Most accept that the quantum world is a bizarre place, but this has yet to be proved beyond all doubt. Quantum cryptography is now providing the incentive for reality’s toughest test
THE 2010 SOCCER WORLD CUP IN SOUTH Africa marked a milestone for Nicolas Gisin, although he is not a sportsman and his national team, Switzerland, did not win. A physicist by trade, Gisin views the championship with pride because it was the first international public event to employ an ultra tight security system, devised by his Geneva based company ID Quantique, that harnesses the weird workings of quantum physics to protect sensitive information. Now Gisin, of the University of Geneva, is on a quest to build the ultimate quantum cryptography system: one that users could trust implicitly, even if they had bought it from their worst enemy. First, however, Gisin and others have to plug a few stubborn holes in one of the bedrocks of modern physics.

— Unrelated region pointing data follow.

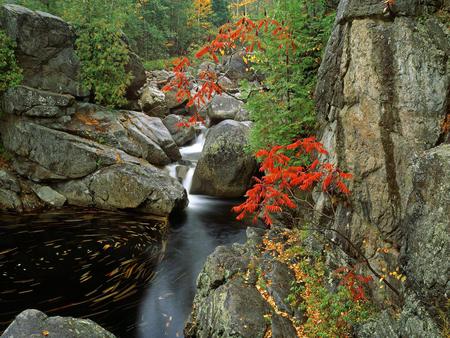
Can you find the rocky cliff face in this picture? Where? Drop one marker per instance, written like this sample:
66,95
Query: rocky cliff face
383,98
64,151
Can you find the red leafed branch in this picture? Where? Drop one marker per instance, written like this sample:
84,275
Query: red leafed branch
245,34
353,282
273,193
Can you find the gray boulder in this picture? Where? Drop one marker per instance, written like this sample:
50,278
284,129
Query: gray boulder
33,323
223,107
153,101
413,322
224,168
126,186
181,135
65,155
227,302
45,49
133,132
32,102
382,96
427,227
46,52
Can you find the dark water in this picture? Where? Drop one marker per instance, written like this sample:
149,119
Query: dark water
120,269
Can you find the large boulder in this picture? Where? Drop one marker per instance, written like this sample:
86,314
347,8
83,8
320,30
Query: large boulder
228,303
427,227
153,101
85,172
223,107
27,101
46,52
382,96
181,134
224,169
34,323
9,191
126,186
45,49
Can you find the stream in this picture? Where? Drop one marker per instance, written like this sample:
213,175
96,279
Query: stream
131,273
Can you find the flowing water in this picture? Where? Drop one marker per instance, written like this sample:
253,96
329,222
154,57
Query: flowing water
132,273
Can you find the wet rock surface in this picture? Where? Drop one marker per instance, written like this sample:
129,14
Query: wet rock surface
33,323
224,168
228,304
382,98
66,152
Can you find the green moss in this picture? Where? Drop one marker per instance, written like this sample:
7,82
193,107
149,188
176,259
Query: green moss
10,72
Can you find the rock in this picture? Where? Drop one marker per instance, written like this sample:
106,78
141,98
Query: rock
227,85
171,99
181,135
49,196
227,302
226,313
63,154
224,168
127,186
382,95
160,77
9,181
153,102
137,71
427,227
357,9
223,107
32,102
133,132
414,322
46,52
45,49
33,323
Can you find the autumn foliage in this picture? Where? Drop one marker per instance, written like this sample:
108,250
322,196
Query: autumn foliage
354,282
243,34
275,191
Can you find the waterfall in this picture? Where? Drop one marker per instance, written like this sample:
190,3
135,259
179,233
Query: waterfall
189,158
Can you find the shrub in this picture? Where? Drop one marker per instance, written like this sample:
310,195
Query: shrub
10,72
282,108
103,55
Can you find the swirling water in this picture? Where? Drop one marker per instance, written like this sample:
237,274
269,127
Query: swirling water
131,273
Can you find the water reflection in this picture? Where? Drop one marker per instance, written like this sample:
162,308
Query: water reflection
79,263
206,224
118,269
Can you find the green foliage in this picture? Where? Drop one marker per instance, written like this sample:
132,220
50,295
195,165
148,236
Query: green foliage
103,56
283,109
10,73
331,313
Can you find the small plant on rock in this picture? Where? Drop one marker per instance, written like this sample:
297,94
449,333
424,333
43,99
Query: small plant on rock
10,72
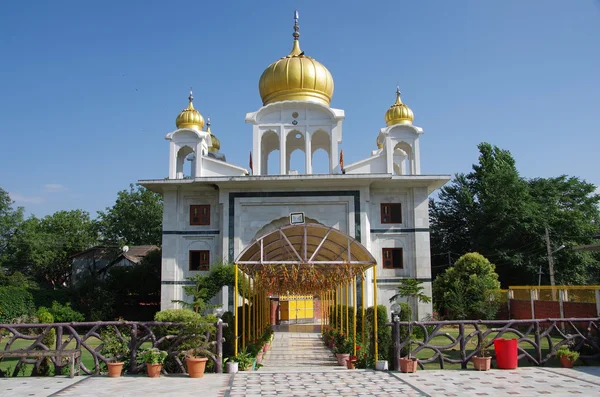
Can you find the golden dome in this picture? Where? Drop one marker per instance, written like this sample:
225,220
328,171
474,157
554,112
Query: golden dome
399,113
296,77
380,141
190,117
216,144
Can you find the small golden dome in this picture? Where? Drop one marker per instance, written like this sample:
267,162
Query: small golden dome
380,140
190,117
399,113
216,144
296,77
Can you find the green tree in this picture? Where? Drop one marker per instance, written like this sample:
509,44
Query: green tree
135,219
467,290
494,211
43,247
10,219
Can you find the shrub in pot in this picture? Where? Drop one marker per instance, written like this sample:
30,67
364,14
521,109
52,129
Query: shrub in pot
567,356
154,359
482,360
115,348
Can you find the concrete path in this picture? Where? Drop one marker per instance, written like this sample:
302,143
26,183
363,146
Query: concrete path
299,365
299,351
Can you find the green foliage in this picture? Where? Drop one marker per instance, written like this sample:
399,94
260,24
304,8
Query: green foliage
411,288
43,247
152,356
564,351
10,220
468,289
65,313
195,329
49,339
494,211
244,359
134,219
114,347
15,302
205,287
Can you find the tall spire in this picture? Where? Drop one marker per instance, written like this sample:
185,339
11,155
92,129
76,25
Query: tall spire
398,100
296,51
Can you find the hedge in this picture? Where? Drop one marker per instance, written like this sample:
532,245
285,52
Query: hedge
15,302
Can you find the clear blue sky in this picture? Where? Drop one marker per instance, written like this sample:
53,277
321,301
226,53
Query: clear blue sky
89,89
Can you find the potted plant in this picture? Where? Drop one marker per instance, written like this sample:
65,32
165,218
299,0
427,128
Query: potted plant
115,349
482,361
232,367
342,349
409,364
244,360
154,360
351,362
567,356
195,362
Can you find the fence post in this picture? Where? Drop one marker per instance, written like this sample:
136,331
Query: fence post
396,338
561,299
133,350
463,345
532,301
219,363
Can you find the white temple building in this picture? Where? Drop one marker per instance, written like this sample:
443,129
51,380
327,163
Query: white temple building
217,212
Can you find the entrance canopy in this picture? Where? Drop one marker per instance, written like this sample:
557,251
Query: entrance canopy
304,259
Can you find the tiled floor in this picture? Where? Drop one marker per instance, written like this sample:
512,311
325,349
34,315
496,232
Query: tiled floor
299,365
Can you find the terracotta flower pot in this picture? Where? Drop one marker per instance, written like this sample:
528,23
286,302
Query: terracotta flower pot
153,370
196,366
409,365
114,369
565,362
342,358
482,363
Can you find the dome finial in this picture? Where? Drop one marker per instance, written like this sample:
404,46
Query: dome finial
296,51
399,113
398,99
190,117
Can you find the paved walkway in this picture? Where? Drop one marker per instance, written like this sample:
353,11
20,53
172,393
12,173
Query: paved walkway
302,349
299,365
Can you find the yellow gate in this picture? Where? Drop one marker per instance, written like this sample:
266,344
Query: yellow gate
296,308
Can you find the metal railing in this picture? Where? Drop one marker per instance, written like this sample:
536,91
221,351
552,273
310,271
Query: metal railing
473,335
82,334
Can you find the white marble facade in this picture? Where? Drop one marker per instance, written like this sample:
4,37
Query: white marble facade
246,204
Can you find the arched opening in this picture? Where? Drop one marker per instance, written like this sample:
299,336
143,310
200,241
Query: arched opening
403,156
295,144
302,262
320,161
186,161
321,152
270,162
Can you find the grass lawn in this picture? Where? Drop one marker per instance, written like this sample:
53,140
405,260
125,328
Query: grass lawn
8,364
454,353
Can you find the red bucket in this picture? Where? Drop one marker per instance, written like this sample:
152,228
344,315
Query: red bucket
506,353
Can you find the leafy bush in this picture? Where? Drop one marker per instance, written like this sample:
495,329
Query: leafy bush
15,302
65,313
468,290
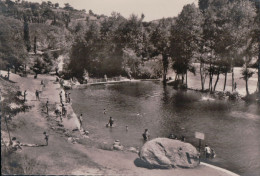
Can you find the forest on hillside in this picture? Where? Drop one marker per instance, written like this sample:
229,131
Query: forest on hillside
219,35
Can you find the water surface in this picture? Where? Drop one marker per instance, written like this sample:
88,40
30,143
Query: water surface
231,128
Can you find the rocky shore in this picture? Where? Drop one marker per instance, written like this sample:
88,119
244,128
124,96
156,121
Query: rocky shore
70,151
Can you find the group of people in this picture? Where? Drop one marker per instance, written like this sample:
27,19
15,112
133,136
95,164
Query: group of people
209,152
67,97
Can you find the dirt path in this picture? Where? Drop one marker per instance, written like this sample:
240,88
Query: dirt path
63,157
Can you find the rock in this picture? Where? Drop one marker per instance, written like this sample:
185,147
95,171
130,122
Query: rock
72,140
118,147
133,149
168,153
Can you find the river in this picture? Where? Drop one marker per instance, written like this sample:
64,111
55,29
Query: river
232,128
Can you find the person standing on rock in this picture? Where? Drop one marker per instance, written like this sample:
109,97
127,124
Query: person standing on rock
24,95
61,97
69,97
47,107
111,122
66,97
63,110
46,137
37,95
80,121
146,135
207,151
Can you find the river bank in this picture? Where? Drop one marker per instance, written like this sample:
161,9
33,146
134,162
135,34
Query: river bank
61,156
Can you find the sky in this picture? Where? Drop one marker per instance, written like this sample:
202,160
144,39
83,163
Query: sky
152,9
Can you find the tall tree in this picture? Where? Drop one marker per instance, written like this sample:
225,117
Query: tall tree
160,40
184,41
35,45
27,35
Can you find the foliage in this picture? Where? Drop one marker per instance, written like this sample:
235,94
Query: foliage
12,49
185,37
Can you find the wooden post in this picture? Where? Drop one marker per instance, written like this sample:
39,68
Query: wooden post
199,149
8,130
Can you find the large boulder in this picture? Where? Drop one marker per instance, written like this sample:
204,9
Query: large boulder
168,153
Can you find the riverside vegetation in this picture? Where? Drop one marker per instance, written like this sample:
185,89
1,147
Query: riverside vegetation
222,34
44,38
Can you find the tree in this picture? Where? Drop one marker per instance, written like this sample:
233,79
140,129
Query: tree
185,37
27,36
160,40
56,5
38,67
35,45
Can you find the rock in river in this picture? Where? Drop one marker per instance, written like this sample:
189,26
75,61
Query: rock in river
168,153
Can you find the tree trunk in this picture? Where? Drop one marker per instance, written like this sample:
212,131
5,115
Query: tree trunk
258,62
8,73
176,76
165,67
186,79
201,76
216,80
232,78
247,92
225,82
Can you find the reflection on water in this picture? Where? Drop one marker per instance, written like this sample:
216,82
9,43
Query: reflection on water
231,128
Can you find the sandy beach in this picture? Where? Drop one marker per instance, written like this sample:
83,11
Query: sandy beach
61,156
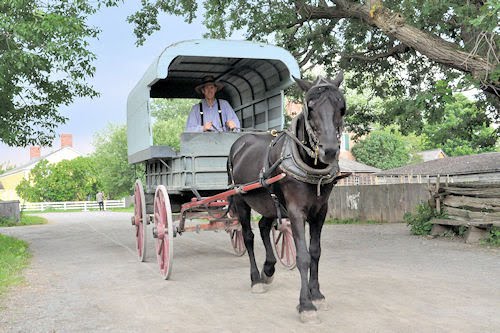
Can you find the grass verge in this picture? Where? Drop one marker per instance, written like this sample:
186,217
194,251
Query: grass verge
350,221
25,220
14,256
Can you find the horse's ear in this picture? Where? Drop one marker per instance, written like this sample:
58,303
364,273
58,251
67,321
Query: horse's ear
338,79
303,84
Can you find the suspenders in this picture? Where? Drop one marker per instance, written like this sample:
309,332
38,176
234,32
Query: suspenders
220,114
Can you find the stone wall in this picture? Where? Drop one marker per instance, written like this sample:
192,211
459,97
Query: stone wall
383,203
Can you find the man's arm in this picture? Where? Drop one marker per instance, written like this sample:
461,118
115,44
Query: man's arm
232,120
193,123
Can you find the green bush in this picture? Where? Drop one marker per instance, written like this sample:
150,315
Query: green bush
14,256
494,237
420,221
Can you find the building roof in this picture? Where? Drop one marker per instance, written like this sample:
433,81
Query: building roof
434,154
34,161
459,165
353,166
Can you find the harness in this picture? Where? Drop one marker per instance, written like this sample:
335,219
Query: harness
220,114
290,161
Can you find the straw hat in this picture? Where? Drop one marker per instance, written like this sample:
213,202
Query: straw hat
209,79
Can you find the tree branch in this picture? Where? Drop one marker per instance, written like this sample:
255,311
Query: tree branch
393,25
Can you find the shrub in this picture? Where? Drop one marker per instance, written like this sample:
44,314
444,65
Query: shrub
420,221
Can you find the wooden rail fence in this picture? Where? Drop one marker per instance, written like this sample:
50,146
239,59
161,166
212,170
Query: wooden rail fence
70,205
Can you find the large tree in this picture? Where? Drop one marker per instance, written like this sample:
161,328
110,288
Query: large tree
44,64
115,174
398,48
382,149
463,131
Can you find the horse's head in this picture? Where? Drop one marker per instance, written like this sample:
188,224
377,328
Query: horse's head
323,114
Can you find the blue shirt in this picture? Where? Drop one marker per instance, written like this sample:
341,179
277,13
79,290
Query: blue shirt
211,114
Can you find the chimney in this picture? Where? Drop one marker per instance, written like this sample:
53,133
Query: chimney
66,140
34,152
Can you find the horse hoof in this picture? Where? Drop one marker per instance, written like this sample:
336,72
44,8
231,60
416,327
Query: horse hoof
309,317
258,288
321,304
266,279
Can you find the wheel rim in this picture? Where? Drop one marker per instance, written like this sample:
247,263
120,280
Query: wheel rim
237,241
140,220
284,246
164,231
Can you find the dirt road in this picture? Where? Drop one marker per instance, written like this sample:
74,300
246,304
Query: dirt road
85,277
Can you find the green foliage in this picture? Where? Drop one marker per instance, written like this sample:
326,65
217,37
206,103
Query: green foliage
68,180
5,166
365,41
171,116
25,220
116,176
45,64
493,237
382,149
14,256
419,221
462,130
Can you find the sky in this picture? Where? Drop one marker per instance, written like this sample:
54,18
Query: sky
119,66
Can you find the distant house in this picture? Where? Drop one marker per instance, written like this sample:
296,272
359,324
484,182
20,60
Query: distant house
467,168
429,155
10,179
361,174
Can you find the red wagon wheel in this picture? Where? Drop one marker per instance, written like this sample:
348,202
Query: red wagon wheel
139,220
163,231
236,234
283,244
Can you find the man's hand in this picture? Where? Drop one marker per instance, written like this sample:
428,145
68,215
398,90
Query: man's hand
207,126
231,124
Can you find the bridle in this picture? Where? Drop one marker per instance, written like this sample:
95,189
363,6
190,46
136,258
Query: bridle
313,151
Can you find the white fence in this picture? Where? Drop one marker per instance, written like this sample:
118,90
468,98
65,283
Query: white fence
70,205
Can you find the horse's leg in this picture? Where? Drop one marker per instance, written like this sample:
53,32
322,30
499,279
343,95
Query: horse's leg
306,308
315,227
243,211
265,225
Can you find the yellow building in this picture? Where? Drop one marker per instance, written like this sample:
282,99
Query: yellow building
10,179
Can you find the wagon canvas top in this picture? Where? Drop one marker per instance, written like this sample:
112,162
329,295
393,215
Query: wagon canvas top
254,77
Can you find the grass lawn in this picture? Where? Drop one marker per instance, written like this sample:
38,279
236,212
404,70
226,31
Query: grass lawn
26,219
51,210
14,256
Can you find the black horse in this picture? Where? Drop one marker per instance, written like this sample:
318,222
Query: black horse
308,153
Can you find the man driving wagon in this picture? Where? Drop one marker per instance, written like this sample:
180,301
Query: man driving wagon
211,114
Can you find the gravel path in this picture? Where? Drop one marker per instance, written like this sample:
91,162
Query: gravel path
85,277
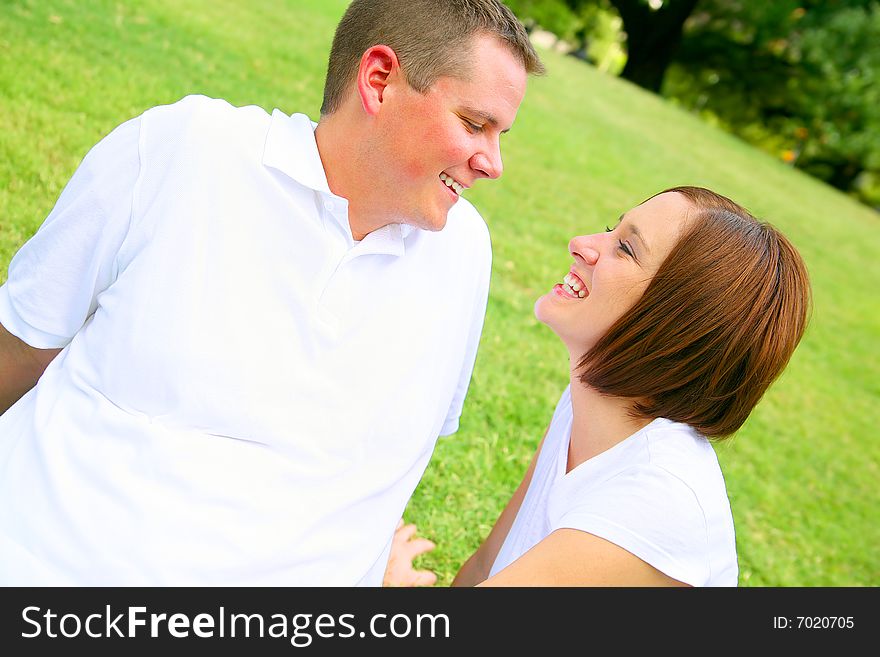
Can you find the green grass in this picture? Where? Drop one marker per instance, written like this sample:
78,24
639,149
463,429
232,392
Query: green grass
802,474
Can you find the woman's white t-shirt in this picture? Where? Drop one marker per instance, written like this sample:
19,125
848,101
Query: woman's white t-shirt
659,494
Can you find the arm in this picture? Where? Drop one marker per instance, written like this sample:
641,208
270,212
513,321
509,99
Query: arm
476,569
20,367
570,557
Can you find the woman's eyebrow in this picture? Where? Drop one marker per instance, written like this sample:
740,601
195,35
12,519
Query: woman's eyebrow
635,231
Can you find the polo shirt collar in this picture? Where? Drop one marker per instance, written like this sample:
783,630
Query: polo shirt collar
291,149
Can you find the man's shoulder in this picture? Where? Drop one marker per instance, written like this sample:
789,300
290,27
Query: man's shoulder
464,219
198,114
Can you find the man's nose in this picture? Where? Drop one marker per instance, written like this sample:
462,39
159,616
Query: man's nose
585,246
488,161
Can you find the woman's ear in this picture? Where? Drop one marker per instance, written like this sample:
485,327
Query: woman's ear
379,65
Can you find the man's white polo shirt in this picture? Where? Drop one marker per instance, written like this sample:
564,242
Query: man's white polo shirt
245,396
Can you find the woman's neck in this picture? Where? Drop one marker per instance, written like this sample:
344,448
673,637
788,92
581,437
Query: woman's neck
599,422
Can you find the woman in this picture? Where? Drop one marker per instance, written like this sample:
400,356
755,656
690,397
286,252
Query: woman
676,322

Quantum mechanics is one of physics’ most resounding successes, accurately describing everything from the internal workings of the atom to the structure of DNA and the makeup of neutron stars. It’s spawned a wealth of technology, too, including electronics, computers, lasers, fiber optics, and nuclear power. But there’s a fl y in the ointment: The microscopic world that quantum mechanics describes is a bizarre place where nothing is certain and the act of observation changes things. Some physicists over the past century, including Einstein, have refused to accept that this is the only possible description of reality. Over the past 40 years, that description has been put to the test in a series of elegant experiments that have shown it to be true. Although most physicists find the results convincing, these experiments did skirt around a few tiny loopholes by which reality could have fooled physicists into thinking that quantum mechanics paints a complete picture. It’s these loopholes that Gisin’s team and a number of other groups around the world are competing to close. The winners will have the satisfaction of settling one of the most stubborn problems in physics. As a bonus, they will also hold the key to the perfect quantum security system. “This race is on because the group that performs the first loophole-free test will have an experiment that stands in history,” Gisin says.
Curiouser and curiouser
Despite its near-ubiquity in physics, quantum mechanics retains its ability to make heads spin, says Antonio Acín, a collaborator of Gisin’s at the Institute of Photonic Sciences in Barcelona, Spain. Two of its most mind scrambling features lie at the heart of quantum cryptography. The first, known as superposition, tells you that before you look, an object such as an electron can exist in two different places at the same time, or simultaneously hold two mutually exclusive properties - such as having a high or a low energy state. Only when someone measures it are the electron’s multiple personalities forced to snap into one identity, with a single location and a definite energy state. Before measurement, there’s no way to predict with certainty which identity it will choose; the outcome is always random.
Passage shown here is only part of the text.